Макс аккуратно застегнул все пуговки на своей любимой, в зеленую с розовым полоску, шелковой рубашке.
«Одежда должна быть классной», — думал он, сумев наконец согнуться достаточно сильно, чтобы натянуть на ноги аутентичные, из настоящей искусственной замши танцевальные мокасины.
«Нужно быть готовым говорить с ними на равных, — думал он, приглаживая перед зеркалом и с детства-то жидковатые, а за последнее время и вовсе поредевшие волосы. — Если они захотят вытрясти из меня слишком уж много, я стукну на них прямо Пэту Ноблу, в его Нью-Йоркское работодательное бюро, ну точно стукну, я не намерен мириться со всеми этими ихними закидонами, тоже мне мальчика нашли, я записался в союз, когда они все еще в пеленки мочились».

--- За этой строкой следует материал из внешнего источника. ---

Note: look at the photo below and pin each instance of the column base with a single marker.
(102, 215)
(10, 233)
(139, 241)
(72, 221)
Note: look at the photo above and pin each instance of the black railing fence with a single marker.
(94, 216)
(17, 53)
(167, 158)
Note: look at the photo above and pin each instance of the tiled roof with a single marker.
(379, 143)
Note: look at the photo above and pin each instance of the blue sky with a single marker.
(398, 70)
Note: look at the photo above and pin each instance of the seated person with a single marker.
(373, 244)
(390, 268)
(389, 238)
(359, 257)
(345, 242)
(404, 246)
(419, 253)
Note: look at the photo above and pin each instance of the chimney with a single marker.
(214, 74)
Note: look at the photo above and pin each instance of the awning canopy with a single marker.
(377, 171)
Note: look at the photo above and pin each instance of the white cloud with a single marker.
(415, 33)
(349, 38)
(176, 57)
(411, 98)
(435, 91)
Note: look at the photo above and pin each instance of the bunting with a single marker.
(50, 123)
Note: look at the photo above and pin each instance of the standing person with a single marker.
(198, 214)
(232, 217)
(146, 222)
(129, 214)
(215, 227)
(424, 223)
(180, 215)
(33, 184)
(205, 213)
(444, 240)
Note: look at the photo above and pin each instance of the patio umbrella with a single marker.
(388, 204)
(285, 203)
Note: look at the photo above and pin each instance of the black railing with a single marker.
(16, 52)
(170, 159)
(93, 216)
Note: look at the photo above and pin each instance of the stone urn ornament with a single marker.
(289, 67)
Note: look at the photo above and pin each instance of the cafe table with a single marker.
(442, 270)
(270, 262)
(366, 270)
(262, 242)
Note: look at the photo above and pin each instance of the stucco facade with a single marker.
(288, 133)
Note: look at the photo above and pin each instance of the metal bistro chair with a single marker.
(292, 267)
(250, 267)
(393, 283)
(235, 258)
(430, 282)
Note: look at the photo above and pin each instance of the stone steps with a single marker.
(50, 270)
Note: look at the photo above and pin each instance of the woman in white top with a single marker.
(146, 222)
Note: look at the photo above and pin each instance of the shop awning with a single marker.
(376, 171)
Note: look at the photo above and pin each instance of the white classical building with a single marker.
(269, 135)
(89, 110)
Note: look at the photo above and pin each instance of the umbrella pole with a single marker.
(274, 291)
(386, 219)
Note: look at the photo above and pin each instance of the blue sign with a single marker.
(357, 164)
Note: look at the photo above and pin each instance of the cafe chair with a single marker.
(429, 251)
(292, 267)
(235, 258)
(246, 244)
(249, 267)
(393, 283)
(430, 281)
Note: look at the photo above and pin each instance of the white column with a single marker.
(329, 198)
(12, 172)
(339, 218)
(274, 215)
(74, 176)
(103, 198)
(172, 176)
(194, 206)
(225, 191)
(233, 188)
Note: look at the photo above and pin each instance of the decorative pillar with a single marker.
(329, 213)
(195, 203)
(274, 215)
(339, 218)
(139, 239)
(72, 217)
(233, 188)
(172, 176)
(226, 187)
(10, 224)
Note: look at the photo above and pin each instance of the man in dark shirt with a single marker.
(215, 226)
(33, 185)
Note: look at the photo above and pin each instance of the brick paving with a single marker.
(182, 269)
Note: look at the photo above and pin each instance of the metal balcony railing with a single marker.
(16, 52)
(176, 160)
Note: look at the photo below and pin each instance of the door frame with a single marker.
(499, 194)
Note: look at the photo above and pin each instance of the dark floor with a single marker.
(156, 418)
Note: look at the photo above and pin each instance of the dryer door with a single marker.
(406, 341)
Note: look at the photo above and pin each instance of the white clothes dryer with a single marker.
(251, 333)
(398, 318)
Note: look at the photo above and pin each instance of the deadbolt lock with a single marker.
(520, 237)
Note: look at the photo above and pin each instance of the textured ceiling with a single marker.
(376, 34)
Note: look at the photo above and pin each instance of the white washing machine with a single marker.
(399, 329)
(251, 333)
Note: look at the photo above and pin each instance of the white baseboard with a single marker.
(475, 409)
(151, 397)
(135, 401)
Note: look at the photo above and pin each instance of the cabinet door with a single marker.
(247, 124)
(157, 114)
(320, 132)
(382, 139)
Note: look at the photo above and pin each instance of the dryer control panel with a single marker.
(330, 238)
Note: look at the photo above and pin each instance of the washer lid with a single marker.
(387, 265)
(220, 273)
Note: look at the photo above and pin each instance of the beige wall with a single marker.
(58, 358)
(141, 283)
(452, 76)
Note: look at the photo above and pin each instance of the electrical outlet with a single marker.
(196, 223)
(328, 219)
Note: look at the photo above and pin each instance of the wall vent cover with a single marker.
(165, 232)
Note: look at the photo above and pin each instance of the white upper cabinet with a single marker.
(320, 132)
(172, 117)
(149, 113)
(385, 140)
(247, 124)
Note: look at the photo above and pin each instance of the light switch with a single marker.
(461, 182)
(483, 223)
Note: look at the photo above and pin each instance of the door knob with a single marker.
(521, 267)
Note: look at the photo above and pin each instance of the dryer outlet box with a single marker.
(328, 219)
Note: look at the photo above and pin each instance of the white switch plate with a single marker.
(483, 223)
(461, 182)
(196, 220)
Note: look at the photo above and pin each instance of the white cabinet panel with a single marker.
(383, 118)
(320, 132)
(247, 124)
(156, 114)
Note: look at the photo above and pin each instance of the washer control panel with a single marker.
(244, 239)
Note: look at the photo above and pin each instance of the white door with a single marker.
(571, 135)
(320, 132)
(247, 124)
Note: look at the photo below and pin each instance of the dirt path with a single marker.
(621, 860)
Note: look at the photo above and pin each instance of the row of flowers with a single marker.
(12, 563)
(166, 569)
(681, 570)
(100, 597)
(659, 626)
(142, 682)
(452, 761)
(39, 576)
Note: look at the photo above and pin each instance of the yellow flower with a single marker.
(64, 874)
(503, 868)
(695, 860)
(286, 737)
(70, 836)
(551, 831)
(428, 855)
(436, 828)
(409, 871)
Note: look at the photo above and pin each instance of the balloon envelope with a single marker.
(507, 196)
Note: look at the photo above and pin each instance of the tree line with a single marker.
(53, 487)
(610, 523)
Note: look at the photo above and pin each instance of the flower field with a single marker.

— Фишер, — проорал голос из соседней комнаты, — одевайся и пошли. Мы нашли тебе работу по душе. Прямо сегодня и приступишь.
Слово «работа» вызвало у Макса Фишера двойственные чувства, он не знал радоваться или плакать. К описываемому моменту он уже больше года кормился от профсоюзного фонда — как и большинство его знакомых. И вдруг — на тебе, пожалуйста. «Ну вот, — подумал он с тоской, — приехали. А если это тяжелая работа, ну, вроде, если там надо много нагибаться или бегать всю дорогу туда-сюда?» В нем вскипала злость. Ну это ж надо такую подлянку человеку устроить, то есть в смысле, что они о себе думают?
— Послушайте, — начал он, открывая дверь, но профбоссы отнюдь не намеревались что-то там слушать.